According to Assistant U.S. Attorneys Thomas Bradley and Stephanie Courter, who presented the case to the grand jury, this indictment is related to an indictment returned in July 2011 charging multiple defendants with conspiring to defraud the United States by filing false tax returns and negotiating fraudulently obtained tax refund checks.  Defendants in that case used bank employees like Duran-Muniz to further their scheme.

The law provides for a maximum sentence on each count of up to 10 years in prison, a fine of up to $250,000, or both.  Under the Federal Sentencing Guidelines, the actual sentence imposed will be based upon the seriousness of the offense and the prior criminal history of the defendant. 
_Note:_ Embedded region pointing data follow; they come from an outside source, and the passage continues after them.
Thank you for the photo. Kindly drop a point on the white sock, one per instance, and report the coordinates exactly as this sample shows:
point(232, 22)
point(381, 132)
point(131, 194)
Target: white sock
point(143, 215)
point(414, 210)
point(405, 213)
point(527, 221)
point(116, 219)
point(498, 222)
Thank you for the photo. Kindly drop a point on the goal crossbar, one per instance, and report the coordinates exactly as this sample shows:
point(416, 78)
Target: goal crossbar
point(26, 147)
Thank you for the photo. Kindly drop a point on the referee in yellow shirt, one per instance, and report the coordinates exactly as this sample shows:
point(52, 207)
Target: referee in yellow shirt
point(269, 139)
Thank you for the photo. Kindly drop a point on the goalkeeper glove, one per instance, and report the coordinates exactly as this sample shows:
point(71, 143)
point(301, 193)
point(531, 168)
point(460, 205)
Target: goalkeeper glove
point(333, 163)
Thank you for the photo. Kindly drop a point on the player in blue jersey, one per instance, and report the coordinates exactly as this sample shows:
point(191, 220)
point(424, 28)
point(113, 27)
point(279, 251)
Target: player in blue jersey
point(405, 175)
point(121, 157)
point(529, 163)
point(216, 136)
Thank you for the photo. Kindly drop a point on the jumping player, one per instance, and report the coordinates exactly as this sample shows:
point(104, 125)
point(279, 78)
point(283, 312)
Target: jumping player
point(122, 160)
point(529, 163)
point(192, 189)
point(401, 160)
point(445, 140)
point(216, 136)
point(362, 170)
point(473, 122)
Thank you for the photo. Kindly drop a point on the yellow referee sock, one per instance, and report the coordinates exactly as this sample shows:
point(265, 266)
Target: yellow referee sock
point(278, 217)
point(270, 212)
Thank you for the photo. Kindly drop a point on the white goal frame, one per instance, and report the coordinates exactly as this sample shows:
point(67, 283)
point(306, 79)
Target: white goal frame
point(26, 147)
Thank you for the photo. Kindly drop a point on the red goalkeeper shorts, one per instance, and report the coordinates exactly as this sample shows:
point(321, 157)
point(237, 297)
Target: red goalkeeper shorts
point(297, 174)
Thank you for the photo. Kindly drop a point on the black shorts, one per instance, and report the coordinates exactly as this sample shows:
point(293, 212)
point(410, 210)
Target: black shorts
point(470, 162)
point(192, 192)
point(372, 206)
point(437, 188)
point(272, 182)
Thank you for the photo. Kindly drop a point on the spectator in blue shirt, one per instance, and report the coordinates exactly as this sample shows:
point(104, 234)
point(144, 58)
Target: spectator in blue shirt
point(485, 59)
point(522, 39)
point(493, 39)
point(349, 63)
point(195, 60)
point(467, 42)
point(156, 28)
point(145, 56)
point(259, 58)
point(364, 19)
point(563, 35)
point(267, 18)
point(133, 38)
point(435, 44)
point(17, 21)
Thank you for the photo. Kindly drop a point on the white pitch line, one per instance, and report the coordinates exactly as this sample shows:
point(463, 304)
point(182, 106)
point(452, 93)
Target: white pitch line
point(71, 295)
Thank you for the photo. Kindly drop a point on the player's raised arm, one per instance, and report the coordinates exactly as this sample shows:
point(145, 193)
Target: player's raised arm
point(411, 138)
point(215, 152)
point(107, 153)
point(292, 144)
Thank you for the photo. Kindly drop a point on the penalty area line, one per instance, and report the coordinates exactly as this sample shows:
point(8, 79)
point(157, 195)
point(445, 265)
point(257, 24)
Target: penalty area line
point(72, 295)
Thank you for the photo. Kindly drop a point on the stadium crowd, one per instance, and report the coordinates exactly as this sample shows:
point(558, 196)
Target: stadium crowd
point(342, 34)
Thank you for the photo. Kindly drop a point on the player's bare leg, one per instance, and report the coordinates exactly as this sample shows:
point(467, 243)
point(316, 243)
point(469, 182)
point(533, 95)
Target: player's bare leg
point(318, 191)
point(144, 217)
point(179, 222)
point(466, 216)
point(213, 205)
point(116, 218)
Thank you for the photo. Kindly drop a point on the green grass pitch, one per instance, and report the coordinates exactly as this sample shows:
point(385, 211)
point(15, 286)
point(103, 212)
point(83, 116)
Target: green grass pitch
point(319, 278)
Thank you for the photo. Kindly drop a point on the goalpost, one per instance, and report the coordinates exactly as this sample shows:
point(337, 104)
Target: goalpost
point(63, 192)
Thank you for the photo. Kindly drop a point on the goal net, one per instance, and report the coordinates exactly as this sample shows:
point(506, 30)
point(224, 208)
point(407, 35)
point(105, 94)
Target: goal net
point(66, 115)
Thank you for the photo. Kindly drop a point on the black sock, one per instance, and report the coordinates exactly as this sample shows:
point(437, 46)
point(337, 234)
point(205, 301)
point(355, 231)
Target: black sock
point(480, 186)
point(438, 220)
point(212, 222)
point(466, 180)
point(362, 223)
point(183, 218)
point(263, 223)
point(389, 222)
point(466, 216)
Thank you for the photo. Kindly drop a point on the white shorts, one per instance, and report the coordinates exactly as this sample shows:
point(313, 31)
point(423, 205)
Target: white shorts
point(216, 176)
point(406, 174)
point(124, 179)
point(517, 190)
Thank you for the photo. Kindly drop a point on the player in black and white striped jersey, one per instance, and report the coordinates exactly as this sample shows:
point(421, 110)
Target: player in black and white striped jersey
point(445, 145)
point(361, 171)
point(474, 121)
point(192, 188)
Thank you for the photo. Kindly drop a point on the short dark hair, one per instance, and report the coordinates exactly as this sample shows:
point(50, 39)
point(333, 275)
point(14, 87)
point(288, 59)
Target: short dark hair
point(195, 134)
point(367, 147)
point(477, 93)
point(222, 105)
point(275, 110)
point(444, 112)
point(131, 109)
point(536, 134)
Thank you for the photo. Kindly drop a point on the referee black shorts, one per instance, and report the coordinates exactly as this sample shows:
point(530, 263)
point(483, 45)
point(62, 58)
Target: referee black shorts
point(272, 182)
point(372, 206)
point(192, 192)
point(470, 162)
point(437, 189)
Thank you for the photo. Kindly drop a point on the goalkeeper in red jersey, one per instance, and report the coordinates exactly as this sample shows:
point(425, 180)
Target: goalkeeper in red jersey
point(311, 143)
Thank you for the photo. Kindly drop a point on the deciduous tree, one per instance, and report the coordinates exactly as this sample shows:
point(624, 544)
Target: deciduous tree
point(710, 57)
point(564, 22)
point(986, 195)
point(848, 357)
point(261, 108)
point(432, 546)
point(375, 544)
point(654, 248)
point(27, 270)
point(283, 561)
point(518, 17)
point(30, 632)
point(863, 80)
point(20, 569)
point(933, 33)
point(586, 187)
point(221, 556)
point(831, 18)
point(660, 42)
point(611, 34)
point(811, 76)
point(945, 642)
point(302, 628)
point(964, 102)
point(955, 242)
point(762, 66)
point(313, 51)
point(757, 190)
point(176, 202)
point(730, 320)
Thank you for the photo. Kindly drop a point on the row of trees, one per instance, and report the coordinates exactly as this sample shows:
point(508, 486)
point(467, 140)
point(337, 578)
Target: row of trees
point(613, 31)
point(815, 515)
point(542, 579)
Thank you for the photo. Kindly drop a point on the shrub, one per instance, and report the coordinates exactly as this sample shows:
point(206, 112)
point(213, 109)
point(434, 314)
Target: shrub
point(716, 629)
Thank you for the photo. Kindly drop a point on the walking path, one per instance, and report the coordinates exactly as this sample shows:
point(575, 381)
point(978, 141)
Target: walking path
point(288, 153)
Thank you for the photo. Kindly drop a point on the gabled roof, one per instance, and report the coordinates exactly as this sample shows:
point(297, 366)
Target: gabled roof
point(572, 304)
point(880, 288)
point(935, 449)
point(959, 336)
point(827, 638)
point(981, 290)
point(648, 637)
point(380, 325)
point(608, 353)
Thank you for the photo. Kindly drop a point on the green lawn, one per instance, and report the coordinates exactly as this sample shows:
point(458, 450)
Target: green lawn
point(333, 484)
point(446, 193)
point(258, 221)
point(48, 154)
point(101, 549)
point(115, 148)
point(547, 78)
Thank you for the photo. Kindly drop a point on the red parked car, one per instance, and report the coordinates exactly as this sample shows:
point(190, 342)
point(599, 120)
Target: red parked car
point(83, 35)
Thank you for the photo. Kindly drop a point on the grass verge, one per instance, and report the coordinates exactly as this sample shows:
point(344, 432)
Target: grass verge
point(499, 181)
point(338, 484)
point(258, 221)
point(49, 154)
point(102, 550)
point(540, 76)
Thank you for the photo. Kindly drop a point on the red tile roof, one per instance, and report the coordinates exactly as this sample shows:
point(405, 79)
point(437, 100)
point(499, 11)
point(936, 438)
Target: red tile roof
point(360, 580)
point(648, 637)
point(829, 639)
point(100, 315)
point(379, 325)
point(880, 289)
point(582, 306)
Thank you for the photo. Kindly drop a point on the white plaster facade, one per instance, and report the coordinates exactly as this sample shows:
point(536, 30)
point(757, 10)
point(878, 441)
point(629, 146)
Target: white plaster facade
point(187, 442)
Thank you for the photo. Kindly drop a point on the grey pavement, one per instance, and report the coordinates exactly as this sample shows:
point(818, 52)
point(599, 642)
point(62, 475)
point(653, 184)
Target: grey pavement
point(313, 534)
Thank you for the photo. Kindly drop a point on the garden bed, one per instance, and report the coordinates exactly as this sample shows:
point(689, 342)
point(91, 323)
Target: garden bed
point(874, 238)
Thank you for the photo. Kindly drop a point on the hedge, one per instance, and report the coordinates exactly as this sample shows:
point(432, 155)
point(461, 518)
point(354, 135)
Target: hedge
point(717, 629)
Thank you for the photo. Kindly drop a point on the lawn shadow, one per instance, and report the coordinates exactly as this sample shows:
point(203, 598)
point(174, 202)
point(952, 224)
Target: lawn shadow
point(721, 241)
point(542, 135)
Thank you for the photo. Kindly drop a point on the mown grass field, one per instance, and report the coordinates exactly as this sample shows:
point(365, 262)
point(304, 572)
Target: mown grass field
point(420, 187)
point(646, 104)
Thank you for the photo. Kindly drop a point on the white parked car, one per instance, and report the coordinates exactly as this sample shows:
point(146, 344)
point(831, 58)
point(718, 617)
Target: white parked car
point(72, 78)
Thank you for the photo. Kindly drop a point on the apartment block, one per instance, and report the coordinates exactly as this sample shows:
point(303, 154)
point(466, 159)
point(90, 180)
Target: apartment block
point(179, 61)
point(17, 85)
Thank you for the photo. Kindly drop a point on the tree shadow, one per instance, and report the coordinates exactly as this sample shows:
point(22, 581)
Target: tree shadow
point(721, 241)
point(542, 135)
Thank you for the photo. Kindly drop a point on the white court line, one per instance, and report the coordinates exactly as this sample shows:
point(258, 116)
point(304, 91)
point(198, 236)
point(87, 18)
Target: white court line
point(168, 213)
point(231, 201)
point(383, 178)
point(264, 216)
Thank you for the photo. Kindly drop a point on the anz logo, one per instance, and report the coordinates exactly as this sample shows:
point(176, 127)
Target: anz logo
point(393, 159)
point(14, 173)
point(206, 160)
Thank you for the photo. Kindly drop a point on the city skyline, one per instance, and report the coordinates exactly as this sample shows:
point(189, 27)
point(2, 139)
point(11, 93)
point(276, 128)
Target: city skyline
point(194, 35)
The case was investigated under the purview of the Organized Crime Drug Enforcement Task Force, which is made up of personnel from the U.S. Attorney’s Office, Federal Bureau of Investigation, Drug Enforcement Administration, the Bureau of Alcohol, Tobacco, Firearms and Explosives, Homeland Security Investigations, Internal Revenue Service–Criminal Investigation, U.S. Marshals Service, U.S. Postal Inspection Service, U.S. Coast Guard and the Anchorage Police Department.

An indictment is only a charge and is not evidence of guilt.  A defendant is presumed innocent and is entitled to a fair trial at which the government must prove guilt beyond a reasonable doubt.